Mengapa tidak membayangkan kemungkinan – kemungkinan yang kedua yang lebih membahagiakan dari pada perkawinan pertama? Bukankah kita diperintahkan selalu berpikir positif terhadap segala sesuatu? Bukankah Rasulullah ta’jub terhadap parkataan dan perbuatan yang positif dan berakibat baik? Bukankah kita dilarang beranggapan sial terhadap segala sesuatu yang mana ia termasuk gangguan syetan terhadap aqidah muslim lalu menyeretnya kejalan – jalan kejelekan ?

Rasulullah berkata : “ Tidak ada penularan ( kecuali dari allah ) tidak ada anggapan sial terhadap burung, sebaik – baik anggapan adalah anggapan yang sholih ( baik ) tehadap nasib ”(Bukhori no 5754-5755). Barangkali ia dahulu di paksa menikah dari sinilah seharusnya ia merubah ketidak sukaan lagi paksaan menjadi kebaikan, berakal dan akibat – akibat yang hanya diketahui Allah. Allah berfirman :

“ Dan barangkali kamu membenci sesuatu, padahal ia amat baik bagimu, dan boleh jadi ( pula ) kamu menyukai sesuatu, padahal ia amat buruk bagimu; Allah mengetahui, sedang kamu tidak Mengetahui.”

( Al Baqarah : 216 )

“ Maka barangkali kamu tidak menyukai sesuatu, padahal Allah menjadikan padanya kebaikan yang banyak.” ( An Nisa : 19 )

Seandainya tiap orang yang pernah jatuh ( gagal ) dalam kehidupannya tidak mau lagi bangkit dari kegagalannya walau berkali – kali niscaya dunia ini mati dan sepi dari gerakan – gerakan dan kemajuan, akan tetapi akan mencoba bangkit dari kegagalan berulang- ulang sebab kesuksesan dan kemajuan.

10. Beberapa wanita menolak lelaki yang melamar dengan alasan lelakinya yang melamar mereka sudah banyak anak dan istri. Lalu afdhol mana bagi wanita yang punya suami beristri dua atau tiga dan mampu memberi nafkah dan tempat tinggal, memuliakan pandangan dari yang haram dan menghasil anak – anak yang sholih yang bermanfaat di dunia dan akhirat atau ia duduk dirumah bertahun – tahun menjadi tangung jawab keluarga? Maka mana yang lebih baik kita ikuti dua kondisi ini jika kita benar- benar memikirkan dengan akal sehat dan menyingkirkan dari perjalanan hidup di balik perasaan – perasaan yang melihat satu sisi dikalangan masyarakat.

11. Ketahuilah perbuatan wanita diatas memicu gunjingan banyak pertanyaan. Allah menyukai seorang menahan gunjingannya dari dirinya, bersegera berbuat baik dan menjauh dari tempat – tempat jelek, bukankah kebaikan itu sebaiknya disegerakan? Bersegera nikah adalah kebaikan dan mematikan suara – suara sumbang manusia yang hanya merusak kehormatan – kehormatan.

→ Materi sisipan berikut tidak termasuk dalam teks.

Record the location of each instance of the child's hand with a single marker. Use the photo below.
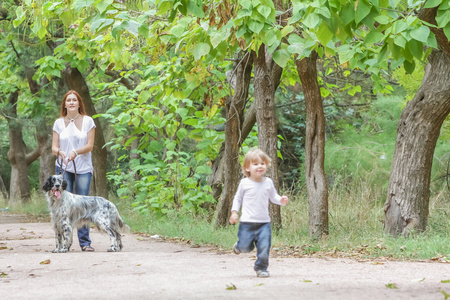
(234, 218)
(284, 200)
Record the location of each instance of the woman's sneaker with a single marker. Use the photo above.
(262, 273)
(235, 249)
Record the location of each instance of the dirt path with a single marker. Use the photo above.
(149, 268)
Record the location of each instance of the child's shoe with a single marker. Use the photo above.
(235, 249)
(262, 273)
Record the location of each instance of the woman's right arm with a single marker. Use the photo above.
(55, 143)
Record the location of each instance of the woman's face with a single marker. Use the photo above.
(72, 103)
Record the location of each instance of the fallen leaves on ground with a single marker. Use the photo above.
(391, 286)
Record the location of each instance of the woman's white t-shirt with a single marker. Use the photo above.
(70, 139)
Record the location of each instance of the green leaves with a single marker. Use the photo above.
(421, 34)
(200, 50)
(362, 10)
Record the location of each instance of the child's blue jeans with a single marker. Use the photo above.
(259, 235)
(82, 184)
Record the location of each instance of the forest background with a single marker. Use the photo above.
(168, 81)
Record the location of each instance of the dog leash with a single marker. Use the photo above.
(60, 167)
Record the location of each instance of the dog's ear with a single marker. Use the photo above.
(64, 185)
(47, 184)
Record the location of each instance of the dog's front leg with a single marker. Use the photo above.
(66, 236)
(58, 239)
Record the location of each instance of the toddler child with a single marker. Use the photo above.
(253, 195)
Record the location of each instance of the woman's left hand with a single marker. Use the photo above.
(71, 156)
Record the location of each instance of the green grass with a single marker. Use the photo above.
(355, 223)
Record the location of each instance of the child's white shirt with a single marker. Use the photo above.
(254, 199)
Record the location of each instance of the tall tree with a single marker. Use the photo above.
(241, 75)
(407, 203)
(267, 79)
(18, 156)
(316, 183)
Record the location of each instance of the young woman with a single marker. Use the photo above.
(73, 141)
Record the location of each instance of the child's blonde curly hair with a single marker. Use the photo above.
(253, 155)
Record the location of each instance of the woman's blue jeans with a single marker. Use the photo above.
(80, 185)
(259, 235)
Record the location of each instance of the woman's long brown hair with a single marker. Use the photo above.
(63, 111)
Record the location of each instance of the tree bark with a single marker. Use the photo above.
(316, 183)
(75, 81)
(267, 79)
(407, 202)
(43, 134)
(216, 180)
(233, 135)
(19, 189)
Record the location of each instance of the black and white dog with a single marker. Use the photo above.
(69, 211)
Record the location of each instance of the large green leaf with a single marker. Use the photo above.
(362, 10)
(201, 49)
(311, 20)
(374, 37)
(324, 35)
(255, 26)
(196, 9)
(421, 34)
(281, 57)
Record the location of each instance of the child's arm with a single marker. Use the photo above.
(284, 200)
(234, 218)
(237, 203)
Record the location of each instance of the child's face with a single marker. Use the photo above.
(257, 169)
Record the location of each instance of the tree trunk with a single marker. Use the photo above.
(233, 135)
(267, 79)
(75, 81)
(46, 159)
(406, 206)
(316, 184)
(216, 180)
(43, 134)
(3, 190)
(19, 189)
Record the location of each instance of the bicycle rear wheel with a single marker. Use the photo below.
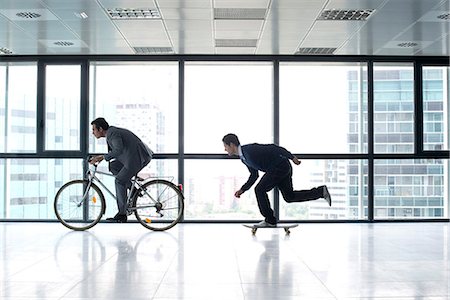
(159, 205)
(76, 212)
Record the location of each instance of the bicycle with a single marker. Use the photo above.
(158, 204)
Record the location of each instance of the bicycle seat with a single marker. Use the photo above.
(139, 178)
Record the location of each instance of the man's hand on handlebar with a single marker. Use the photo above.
(96, 159)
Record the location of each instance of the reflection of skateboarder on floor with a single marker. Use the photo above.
(273, 160)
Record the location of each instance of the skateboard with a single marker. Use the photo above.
(286, 227)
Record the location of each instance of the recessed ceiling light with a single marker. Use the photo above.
(4, 50)
(315, 51)
(407, 44)
(81, 15)
(153, 50)
(239, 13)
(444, 17)
(63, 43)
(346, 14)
(236, 42)
(28, 15)
(133, 13)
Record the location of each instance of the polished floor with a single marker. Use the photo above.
(224, 261)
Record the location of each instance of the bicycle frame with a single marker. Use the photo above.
(135, 184)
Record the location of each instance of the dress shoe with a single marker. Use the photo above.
(117, 219)
(326, 194)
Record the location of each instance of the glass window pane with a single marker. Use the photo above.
(139, 96)
(18, 94)
(223, 98)
(393, 108)
(411, 188)
(323, 107)
(209, 191)
(29, 185)
(62, 107)
(3, 108)
(436, 116)
(345, 182)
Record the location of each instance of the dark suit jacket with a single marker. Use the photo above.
(262, 157)
(127, 148)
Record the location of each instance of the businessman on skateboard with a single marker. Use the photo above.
(273, 160)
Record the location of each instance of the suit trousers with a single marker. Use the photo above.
(281, 177)
(122, 182)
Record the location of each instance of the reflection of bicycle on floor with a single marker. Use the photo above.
(158, 204)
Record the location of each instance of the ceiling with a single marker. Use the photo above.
(260, 27)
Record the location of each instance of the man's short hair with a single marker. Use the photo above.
(231, 138)
(100, 123)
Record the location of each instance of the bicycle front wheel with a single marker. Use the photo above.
(78, 208)
(159, 205)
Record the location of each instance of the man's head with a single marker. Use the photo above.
(231, 144)
(99, 127)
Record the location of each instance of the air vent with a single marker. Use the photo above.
(444, 17)
(28, 15)
(408, 44)
(153, 50)
(4, 50)
(133, 13)
(236, 42)
(239, 13)
(63, 43)
(346, 14)
(315, 51)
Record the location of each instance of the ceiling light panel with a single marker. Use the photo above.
(28, 14)
(315, 51)
(436, 16)
(153, 50)
(4, 51)
(345, 14)
(240, 13)
(241, 4)
(236, 42)
(133, 13)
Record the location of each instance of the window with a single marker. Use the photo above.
(415, 189)
(323, 107)
(209, 189)
(18, 92)
(344, 179)
(436, 115)
(139, 96)
(62, 107)
(30, 187)
(222, 98)
(393, 108)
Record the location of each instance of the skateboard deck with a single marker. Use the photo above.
(286, 227)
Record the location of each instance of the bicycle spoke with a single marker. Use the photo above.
(161, 205)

12. Demikian juga ia menyia – nyiakan pahala yang banyak yang dapat ia raih. Diantaranya pahala melayani suami dan menjalankan tugas sebagai istri yang baik oleh karena itu nabi bersabda :

“Seandainya aku mau memerintahkan seseorang sujud pada selain Allah niscaya aku perintahkan istri sujud pada suami .Demi jiwa Muhammad di tanganNya seorang istri tidak dianggap menunaikan hak Allah sebelum menunaikan seluruh hak suaminya hingga seandainya suaminya memanggilnya sedang dia duduk di atas hur kecil ( waktu masak ) maka ia harus memenuhi panggilan suaminya “( HR.Ibnu Majah no 1853 & Ahmad/387 )

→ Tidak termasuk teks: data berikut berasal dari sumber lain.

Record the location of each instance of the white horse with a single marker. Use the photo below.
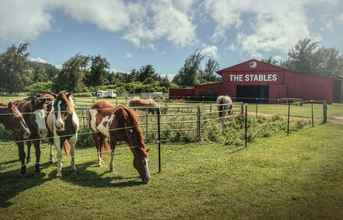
(64, 124)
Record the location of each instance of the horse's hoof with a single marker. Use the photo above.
(37, 168)
(23, 170)
(74, 168)
(145, 180)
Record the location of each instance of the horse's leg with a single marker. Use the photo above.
(113, 146)
(28, 156)
(72, 142)
(38, 153)
(96, 138)
(58, 142)
(21, 151)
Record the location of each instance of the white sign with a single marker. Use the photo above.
(261, 77)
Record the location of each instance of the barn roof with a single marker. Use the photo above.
(251, 65)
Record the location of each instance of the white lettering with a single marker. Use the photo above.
(259, 77)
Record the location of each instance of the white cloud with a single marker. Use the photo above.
(23, 20)
(277, 26)
(140, 22)
(210, 51)
(38, 60)
(340, 18)
(128, 55)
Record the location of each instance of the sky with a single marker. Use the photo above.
(133, 33)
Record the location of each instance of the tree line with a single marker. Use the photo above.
(83, 73)
(80, 73)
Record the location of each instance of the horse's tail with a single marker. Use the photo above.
(133, 119)
(66, 147)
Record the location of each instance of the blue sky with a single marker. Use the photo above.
(164, 32)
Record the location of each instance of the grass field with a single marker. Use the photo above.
(294, 177)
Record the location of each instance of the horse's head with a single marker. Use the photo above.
(63, 107)
(140, 162)
(17, 120)
(40, 110)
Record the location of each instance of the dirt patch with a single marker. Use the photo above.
(336, 120)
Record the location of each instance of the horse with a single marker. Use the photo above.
(13, 120)
(63, 124)
(96, 113)
(42, 101)
(34, 113)
(121, 124)
(148, 105)
(224, 104)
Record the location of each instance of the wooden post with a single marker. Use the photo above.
(198, 123)
(312, 116)
(325, 111)
(246, 125)
(288, 116)
(256, 110)
(159, 139)
(146, 124)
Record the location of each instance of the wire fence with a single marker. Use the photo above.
(191, 119)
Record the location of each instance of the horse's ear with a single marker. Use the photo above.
(68, 94)
(11, 105)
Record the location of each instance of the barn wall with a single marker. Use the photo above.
(287, 85)
(180, 93)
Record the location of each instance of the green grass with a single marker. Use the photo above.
(294, 177)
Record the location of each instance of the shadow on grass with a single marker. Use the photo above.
(88, 178)
(12, 183)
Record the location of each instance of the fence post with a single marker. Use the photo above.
(198, 123)
(288, 116)
(256, 110)
(312, 116)
(246, 125)
(325, 111)
(146, 124)
(159, 139)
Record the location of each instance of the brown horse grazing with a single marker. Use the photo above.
(13, 120)
(122, 125)
(63, 123)
(224, 108)
(97, 112)
(144, 104)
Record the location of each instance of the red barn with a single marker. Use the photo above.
(255, 79)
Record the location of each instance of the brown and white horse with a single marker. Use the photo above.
(13, 120)
(34, 113)
(96, 114)
(63, 123)
(224, 104)
(148, 105)
(121, 124)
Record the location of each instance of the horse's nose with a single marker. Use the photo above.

Problem- problem wanita yang tak mungkin dihindari misalnya: hamil, nifas, melahirkan dan problem kehidupan misal sakit, anak meninggal dan mendidik anak merupakan sumber pahala bagi wanita bila mengikhlaskan niat untuk Allah. Nabi shalallahu ‘alaihi wasalam berkata : “ Musibah – musibah senantiasa mendampingi seorang mukmin dan mukminah mengenai diri, anak dan hartanya sampai ia bertemu Allah tidak punya dosa.” (HR.Ahnad No. 2300 & Tirmidzi no. 2399)

Nabi shalallahu’alihi wasalam menasehati wanita : “ Seorang wanita yang tiga anaknya wafat menjadi penghilang api neraka. Seorang wanita bertanya : Kalau dua ?”dua juga” jawab Nabi ( HR.Bukhori No.101 & Muslim No. 2633 ). Demikian juga wanita ( istri – istri ) mendapat pahala atas kesabaran menanggung sikap keras suami, kekikiran suami dan terabaikannya hak – hak istri oleh suami. Sebagaimana wanita adalah sebab yang barokah terhadap suaminya yang menjamin kehidupannya. Dimana ia (istri) dapat menjaga suami dari hal – hal yang dilarang dan memecahkan bermacam – macam problem serta melahirkan banyak anak untuk suaminya. Disisi lain suami ikut meraih pahala bersama istrinya melalui pemberian nafkah, tarbiyah dan jimak. Ketika seorang sahabat bertanya ,”Hai Rosulullah, apakah salah seorang dari kami melampiaskan syahwatnya pada isrtinya berpahala ? “Demikian juga bila meletakkannya pada yang halal berpahala “jawab Nabi .

13. Dikarenakan wanita ditakdirkan lemah , Allah menjadikan perwaliannya ditangan laki-laki agar dapat membantu dalam hal – hal penting khususnya pada marhalah ( tingkatan ) kehidupannya yang paling genting yaitu marhalah pernikahan . Nabi berkata ; “Wanita mana saja yang menikah tanpa wali maka menikahnya tidak sah “ (HR Abu Dawud no 2003 & Tirmidzi no 1102) . Maka bagi para wali wanita hendaknya berusaha dengan sungguh –sungguh mempercepat pernikahan, janda – janda dan perawan – perawan tua, mereka harus segera menghilangkan semua keraguan dimata masyarakat tentang anak – anak wanitanya dan bersabar atas tuduh – tuduhan yang tidak benar serta membantu memecahkan problem – problem anak – anaknya, insyaallah berpahala disisi Allah, khususnya bila anak – anak itu telah kehilangan ayahnya ( yatim ). Nabi shalallahu’alaihi wasalam berkata : “ Aku dan penjamin anak yatim disurga seperti ini “ ( mengisyaratkan dengan jari telunjuk dan ibu jarinya ). ( HR. Bukhori no. 5304 dan Muslim 6005 )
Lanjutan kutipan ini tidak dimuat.